California's timely access regulations require plans to maintain provider networks sufficient to ensure that consumers can get appointments within defined timeframes. To ensure that these appointment timeframes are met on a consistent basis, each health plan must monitor its own network, measure appointment availability and submit compliance reports to DMHC every year.
According to DMHC, 36 of 40 health insurers reviewed could face fines for failing to submit accurate data or comply with state rules.
DMHC said that while some data errors can be attributed to a lack of attention to detail or a failure to accurately perform basic mathematical calculations, several of the issues involve failure by health plans to follow the mandatory DMHC methodology, as required by law.
“Other significant data errors appear to have been caused by work performed by a single vendor hired by numerous health plans to gather data and prepare compliance reports. Twenty-two health plans that used this vendor submitted deficient compliance reports, several of which included information concerning thousands of primary care physicians and specialists who were not under contract with the health plan and who did not participate in the plan’s network.”
DMHC found the errors submitted by the vendor so egregious that it banned the plans from using the vendor and will require plans to use a DMHC-approved vendor moving forward.
Some of the faulty data health plans submitted included using the names of physicians that were not a part of the plan at all. For example, Aetna Health of California, Inc., greatly overinflated its reported specialist network by submitting the names of 30,000 cardiologists, dermatologists and allergists — three times higher than the number of specialists reported by any other health plan for those three provider types.
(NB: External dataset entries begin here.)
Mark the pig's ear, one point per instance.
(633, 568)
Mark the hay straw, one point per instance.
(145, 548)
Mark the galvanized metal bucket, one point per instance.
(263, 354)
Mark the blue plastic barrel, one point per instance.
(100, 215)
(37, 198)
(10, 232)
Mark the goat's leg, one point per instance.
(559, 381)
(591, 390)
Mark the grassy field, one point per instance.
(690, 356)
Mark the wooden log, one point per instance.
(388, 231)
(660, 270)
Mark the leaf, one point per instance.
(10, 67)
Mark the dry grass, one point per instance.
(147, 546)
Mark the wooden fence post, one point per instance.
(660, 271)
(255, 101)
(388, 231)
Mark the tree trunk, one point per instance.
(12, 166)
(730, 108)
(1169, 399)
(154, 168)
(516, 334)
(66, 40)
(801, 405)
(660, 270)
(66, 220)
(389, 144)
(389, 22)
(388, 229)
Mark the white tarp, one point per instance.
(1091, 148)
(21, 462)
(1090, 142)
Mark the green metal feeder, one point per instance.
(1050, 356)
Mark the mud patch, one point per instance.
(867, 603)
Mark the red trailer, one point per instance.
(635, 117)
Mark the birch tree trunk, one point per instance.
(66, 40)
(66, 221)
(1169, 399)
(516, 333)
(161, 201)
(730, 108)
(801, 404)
Fourteen plans also made simple mathematic calculation errors, requiring DMHC to spend significant time and resources to audit and correct data. “Errors of this type strongly suggest that health plans did not allocate the resources necessary to ensure appropriate report review and submission of accurate data, data for which they are required to attest accuracy under penalty of perjury," the report said.
According to DMHC, the serious and significant failure by California’s health plan industry to ensure gathering and submission of accurate timely access compliance data has forced the agency to take steps to protect California consumers and ensure access to care as required under the law.
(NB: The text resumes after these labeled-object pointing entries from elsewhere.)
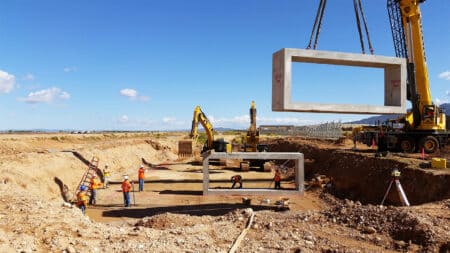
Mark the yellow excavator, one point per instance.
(423, 128)
(185, 147)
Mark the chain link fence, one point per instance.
(328, 130)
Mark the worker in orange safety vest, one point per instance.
(82, 199)
(236, 179)
(277, 179)
(141, 177)
(93, 186)
(126, 188)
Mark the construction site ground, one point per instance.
(172, 215)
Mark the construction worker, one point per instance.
(82, 199)
(93, 186)
(277, 179)
(236, 179)
(106, 175)
(141, 176)
(126, 188)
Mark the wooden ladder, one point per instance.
(87, 176)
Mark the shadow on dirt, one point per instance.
(197, 210)
(181, 192)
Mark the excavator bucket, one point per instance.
(185, 148)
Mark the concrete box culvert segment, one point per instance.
(298, 159)
(394, 81)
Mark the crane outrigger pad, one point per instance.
(394, 81)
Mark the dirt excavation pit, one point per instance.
(172, 215)
(361, 176)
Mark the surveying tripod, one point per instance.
(401, 193)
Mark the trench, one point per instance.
(365, 178)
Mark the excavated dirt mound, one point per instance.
(33, 218)
(364, 177)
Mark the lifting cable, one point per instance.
(359, 14)
(317, 24)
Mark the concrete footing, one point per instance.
(394, 81)
(298, 168)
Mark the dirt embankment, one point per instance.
(34, 220)
(364, 177)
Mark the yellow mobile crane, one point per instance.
(423, 128)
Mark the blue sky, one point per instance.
(145, 65)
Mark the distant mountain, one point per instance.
(382, 118)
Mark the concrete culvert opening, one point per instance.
(360, 176)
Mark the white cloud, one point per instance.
(132, 94)
(70, 69)
(445, 75)
(45, 96)
(169, 119)
(7, 82)
(123, 119)
(28, 77)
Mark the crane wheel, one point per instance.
(407, 145)
(429, 144)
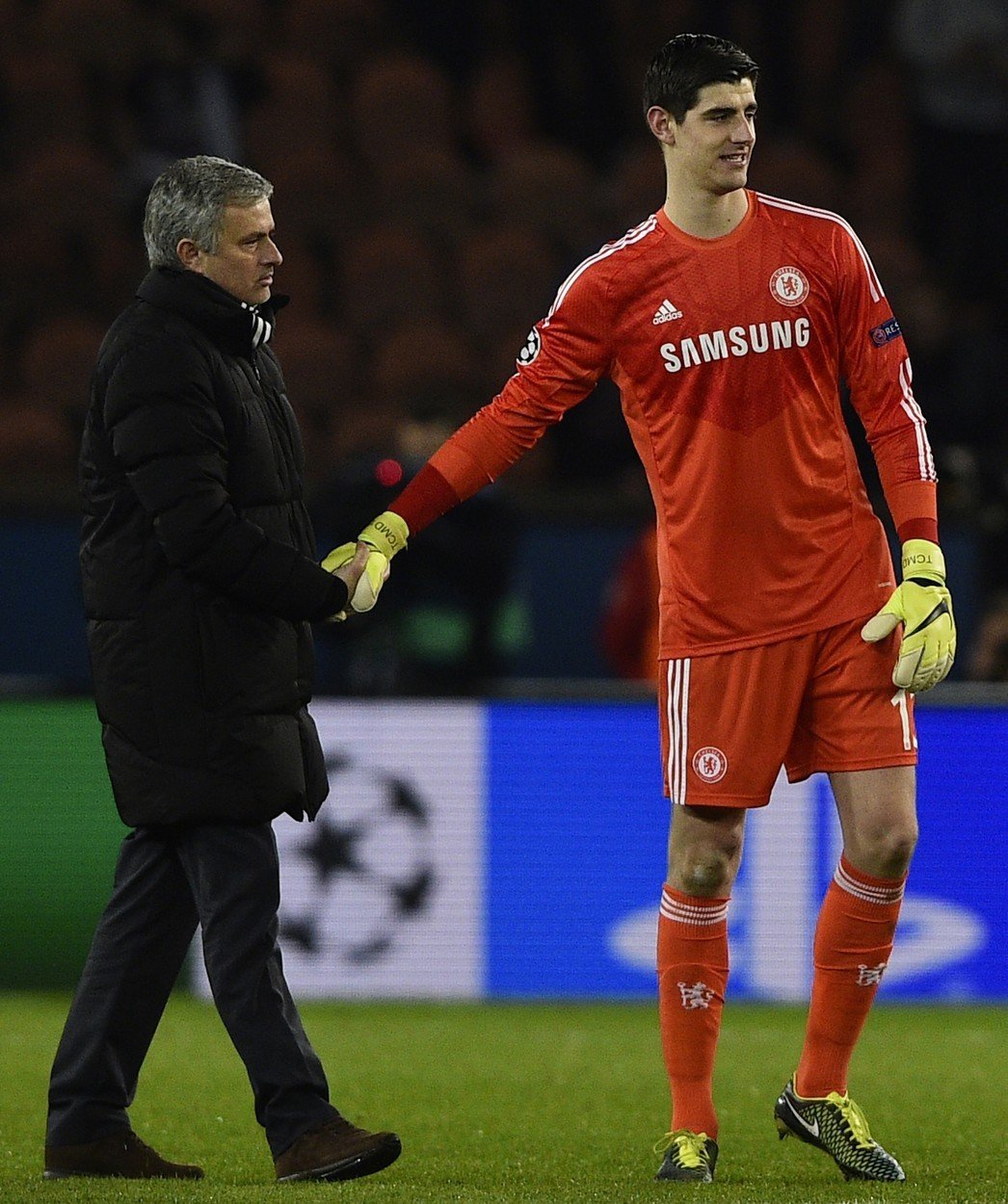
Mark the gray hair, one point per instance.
(188, 200)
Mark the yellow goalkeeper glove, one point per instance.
(922, 605)
(385, 536)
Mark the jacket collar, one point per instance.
(235, 327)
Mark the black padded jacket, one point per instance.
(199, 564)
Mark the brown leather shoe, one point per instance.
(337, 1150)
(116, 1156)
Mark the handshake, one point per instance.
(385, 537)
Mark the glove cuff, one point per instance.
(386, 534)
(922, 560)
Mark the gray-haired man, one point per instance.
(200, 583)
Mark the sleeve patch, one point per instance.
(886, 332)
(531, 348)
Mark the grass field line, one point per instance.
(539, 1102)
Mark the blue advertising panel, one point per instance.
(575, 858)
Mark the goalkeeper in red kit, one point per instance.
(729, 319)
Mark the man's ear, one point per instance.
(189, 254)
(661, 124)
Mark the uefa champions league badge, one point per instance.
(789, 285)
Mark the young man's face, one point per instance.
(246, 254)
(714, 143)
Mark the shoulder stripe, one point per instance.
(611, 249)
(777, 202)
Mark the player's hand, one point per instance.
(384, 537)
(386, 534)
(922, 605)
(362, 569)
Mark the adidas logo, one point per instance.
(666, 312)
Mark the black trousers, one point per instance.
(168, 879)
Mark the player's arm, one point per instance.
(878, 372)
(561, 361)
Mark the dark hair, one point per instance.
(688, 63)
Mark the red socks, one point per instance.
(693, 967)
(853, 942)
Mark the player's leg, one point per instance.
(849, 725)
(724, 735)
(704, 851)
(857, 923)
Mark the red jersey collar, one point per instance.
(689, 240)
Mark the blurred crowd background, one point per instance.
(439, 168)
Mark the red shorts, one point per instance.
(818, 703)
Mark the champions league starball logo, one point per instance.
(364, 868)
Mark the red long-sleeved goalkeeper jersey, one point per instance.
(728, 354)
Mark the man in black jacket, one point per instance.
(200, 582)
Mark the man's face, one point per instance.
(715, 139)
(246, 254)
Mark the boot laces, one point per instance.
(691, 1146)
(855, 1120)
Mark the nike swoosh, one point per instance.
(809, 1128)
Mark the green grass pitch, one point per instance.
(525, 1103)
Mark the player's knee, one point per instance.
(708, 875)
(891, 849)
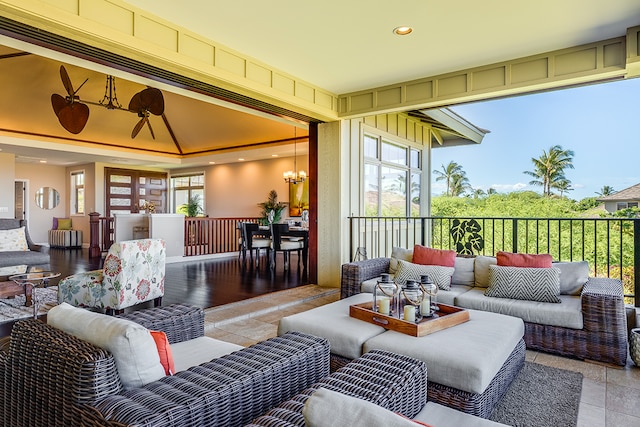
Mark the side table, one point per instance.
(30, 281)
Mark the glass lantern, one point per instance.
(385, 296)
(429, 304)
(411, 297)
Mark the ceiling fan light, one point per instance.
(402, 30)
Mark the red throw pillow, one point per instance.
(164, 351)
(508, 259)
(429, 256)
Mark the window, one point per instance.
(184, 188)
(392, 176)
(77, 193)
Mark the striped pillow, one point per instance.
(524, 283)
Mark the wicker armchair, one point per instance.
(51, 378)
(603, 337)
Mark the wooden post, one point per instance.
(94, 235)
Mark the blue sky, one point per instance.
(600, 123)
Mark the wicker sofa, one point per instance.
(51, 378)
(389, 381)
(36, 255)
(603, 336)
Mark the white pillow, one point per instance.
(327, 408)
(396, 254)
(131, 344)
(13, 240)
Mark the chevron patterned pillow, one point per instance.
(524, 283)
(440, 275)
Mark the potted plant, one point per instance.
(192, 208)
(271, 204)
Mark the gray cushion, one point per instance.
(531, 284)
(396, 254)
(481, 269)
(440, 275)
(466, 356)
(573, 276)
(463, 273)
(567, 314)
(346, 334)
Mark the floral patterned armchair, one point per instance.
(133, 273)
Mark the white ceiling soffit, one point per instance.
(337, 45)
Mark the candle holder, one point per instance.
(385, 296)
(429, 304)
(410, 300)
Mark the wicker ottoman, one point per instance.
(471, 365)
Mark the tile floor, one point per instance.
(610, 396)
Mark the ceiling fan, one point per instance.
(73, 113)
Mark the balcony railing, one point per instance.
(610, 245)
“California’s health plan industry must immediately secure all resources necessary to gather data in accordance with the mandatory DMHC methodology and accurately report compliance in all future reports. Plans that do not comply will be subject to enforcement action,” the report said.
In an effort to gain better compliance with agency requirements, DMHC held an all-stakeholder meeting last month to discuss steps that must be taken by health plans to ensure that the 2016 compliance data—due to be submitted in March 2017—is validated and accurate.
Only four health plans submitted information without identifiable errors. Two were full-service health plans, Community Health Group and Inland Empire Health Plan. The two others specialize in behavioral health: Human Affairs International of California and Managed Health Network.